Bei unserem Heiz-Kompaktgerät waren auch zwei Solarplatten mit dabei, die wir Ende Juli aufs Dach montierten und Anfang August an die Heizung anschlossen und in Betrieb nahmen. Nachdem die Südseite des Hausdaches mit Photovoltaik-Platten belegt ist, blieb nur die Garage als Platz für die Solar-Kollektoren, und nachdem Melanie und ich Abendduscher sind, entschieden wir uns, die Kollektoren auf der Westseite des Garagendaches anzubringen.

Warum nennt sich dieses Kapitel nun "Solar-Anakonda"? Die Leitung, die wir zwischen den Kollektoren und der Heizungsanlage verlegen mussten, ist mit einer schwarzen Isolierung umgeben und schlängelt sich durch die Installationsebene unseres Hauses bzw. Garage, und so gab Melanie der Leitung den Namen "Solar-Anakonda".

Die Bildergeschichte:

Die Solarkollektoren auf dem West-Garagendach in der Abendsonne. In ihnen können durchaus Temperaturen von deutlich über 100 Grad entstehen. Nachdem die Leitungen mit spezieller Wärmeträgerflüssigkeit gefüllt sind und nicht mit Wasser, betreiben wir also keine Dampfturbine. Durch spezielle Dachziegel wird die Leitung ins Innere der Garage geführt.

In der Garage beginnt die Solar-Anakonda,

... schlängelt sich am Balken entlang, ...

... wechselt die Seite und kriecht durch ein Loch ins Treppenhaus, ...

... in ihm von oben nach unten und in die Speis zum Wäscheschacht ...

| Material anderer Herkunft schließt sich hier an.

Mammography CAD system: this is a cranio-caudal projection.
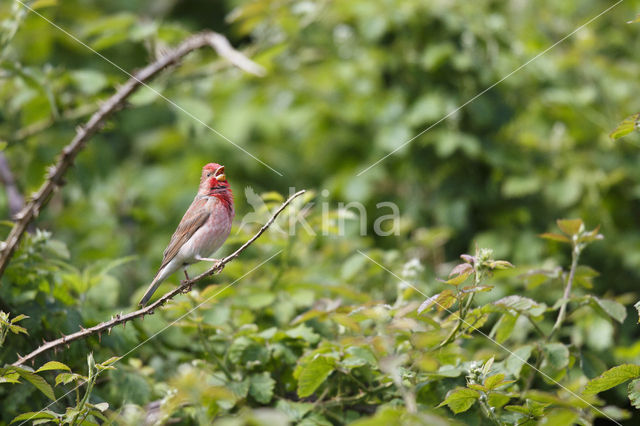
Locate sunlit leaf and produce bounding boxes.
[298,356,334,398]
[584,364,640,394]
[609,112,640,140]
[438,388,480,414]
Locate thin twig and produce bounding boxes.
[0,32,264,282]
[12,189,305,366]
[547,242,583,340]
[0,152,24,218]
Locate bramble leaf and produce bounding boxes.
[584,364,640,395]
[438,388,480,414]
[609,112,640,140]
[298,356,334,398]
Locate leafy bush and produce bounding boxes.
[0,0,640,425]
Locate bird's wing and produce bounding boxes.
[160,198,211,269]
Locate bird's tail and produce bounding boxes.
[138,270,165,307]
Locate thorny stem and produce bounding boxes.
[0,30,264,282]
[521,347,544,398]
[11,189,305,366]
[547,242,582,341]
[435,265,480,350]
[480,392,502,425]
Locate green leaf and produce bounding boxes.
[556,219,584,236]
[539,232,571,243]
[542,343,569,370]
[484,373,513,390]
[11,410,56,423]
[493,295,547,317]
[11,314,29,324]
[609,112,640,140]
[418,290,456,313]
[438,388,480,414]
[11,367,56,400]
[56,373,82,386]
[276,399,313,422]
[36,361,71,373]
[493,313,518,343]
[298,356,334,398]
[341,346,377,369]
[285,324,320,344]
[584,364,640,395]
[627,379,640,410]
[350,406,403,426]
[590,296,627,324]
[249,371,276,404]
[443,271,473,286]
[487,392,511,408]
[504,345,533,377]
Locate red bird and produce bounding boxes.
[140,163,235,306]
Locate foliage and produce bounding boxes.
[0,0,640,425]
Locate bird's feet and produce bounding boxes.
[195,256,221,269]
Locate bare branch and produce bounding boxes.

... im Wäscheschacht verschwindet sie nach unten in den Technikraum, ...
... wo sie in ein Kupferrohr mündet.

Hier zu sehen das Ausdehnungsgefäß (weißer Ballon) welches an der Pumpengruppe hängt, die die Wärmeträgerflüssigkeit bewegt. Das natürlich nur dann, wenn die Temperatur im Kollektor höher ist als die Temperatur im (Brauch-) Wasserspeicher der Heizungsanlage.


3Y - Die Eingangstüre


Seit Anfang August haben wir auch eine vom Garagenkeller und dem Baustellenstaub separierbare Kellerwohnung, es sitzt jetzt auch die Türe zum Garagenkeller. Die Türe war 3cm zu hoch, deshalb musste sie nachgearbeitet werden. Im Bild ist das die Türe ganz hinten:




3X - Randleisten

oder: Das Werkzeug machts!

Nach einigem hin und her haben wir uns dazu entschieden, die Randleisten unsichtbar zu befestigen, also kein Nageln und kein Schrauben, und Kleben wollten wir sie auch nicht, die sauberste und eleganteste Lösung erschien uns, die Randleisten mit Wandhalterungen zu befestigen.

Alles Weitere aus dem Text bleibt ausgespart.